Peter and Paul Fortress, Church on Spilled Blood and Catherine's Palace
Saint Petersburg Travel Blog› entry 14 of 17 › view all entries
July 27th, 2006 – by: portia
In the morning we went to visit Peter and Paul Fortress. It was the original center of the city, across the Neva river from the Winter Palace (now the Hermitage Museum). Built on a small island, it has the Peter and Paul Cathedral, with its golden tower which had been the tallest structure in St Petersburg until the 20th century, the burial place of the tsars and their families since Peter the Great.
We visited the cathedral of Peter and Paul, where we saw the marble or other stone sarcaphagouses which were place on the floor, enclosed in iron fences. The marble columns of this cathedral was painted, not real marble, supposedly to save money, but they looked real enough.
Outside the cathedral is a small boat house, now a souvenir shop.
We drove around the fortress and back onto a bridge to cross the Neva again to the south. We could see a small sandy beach on the island outside the Fortress, there weren't many swimmers today. But in winter, the members of the Walrus swimming club break the ice in the Neva and go for an icy swim!
Next up was the Cathedral on Spilled Blood (the Resurrection Church of Our Savior), so named because it was built in 1883 on the spot where tsar Alexander II was assassinated. The church was even more beautifull than St Basil's in Moscow. Its exterior and interior were covered in breath-taking mosaics made from 20 types of minerals, including jasper, and lots of gold leafs too.

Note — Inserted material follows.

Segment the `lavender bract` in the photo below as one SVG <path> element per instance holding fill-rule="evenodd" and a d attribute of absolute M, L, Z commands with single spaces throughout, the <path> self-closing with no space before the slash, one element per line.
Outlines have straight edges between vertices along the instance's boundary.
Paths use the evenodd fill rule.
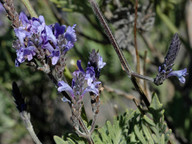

After lunch on our own, we gathered in the afternoon for a tour to the town of Pushkin (used to be called Tsar's Village, Tsarskoe Selo). Its main attraction was Catherine's Palace. This was actually the summer palace built by Tsarina Elizabeth (Peter the Great's daughter), named to honor her mother Catherine I. Later Catherine II (the Great) also added to the palace. The palace, being outside of St Petersburg, was actually destroyed by the Nazis during WWII. Most of its treasures were stored safely elsewhere, but the buildings were in ruins. Looking at photos of the palace after WWII, it was hard to imagine that it could be restored.
Tsarina Elizabeth was called Elizabeth the Spender! Her taste can be seen as elaborate gold everywhere. The outside of the palace where now were painted in gold paint, used to be gold-leafed! Catherine the Great was not so wasteful, and did not use gold as much. The Great Hall inside Catherine's Palace was big and filled with light because of its windows on both sides, floors were parquet wood. Other rooms had red or green silk on the walls. The picture gallery had floor to ceiling paintings, a strange way to display paintings.
A lot to see in a day. We had dinner at the hotel restaurant, enjoyed our meal with the restaurant's live violinst and guitarist.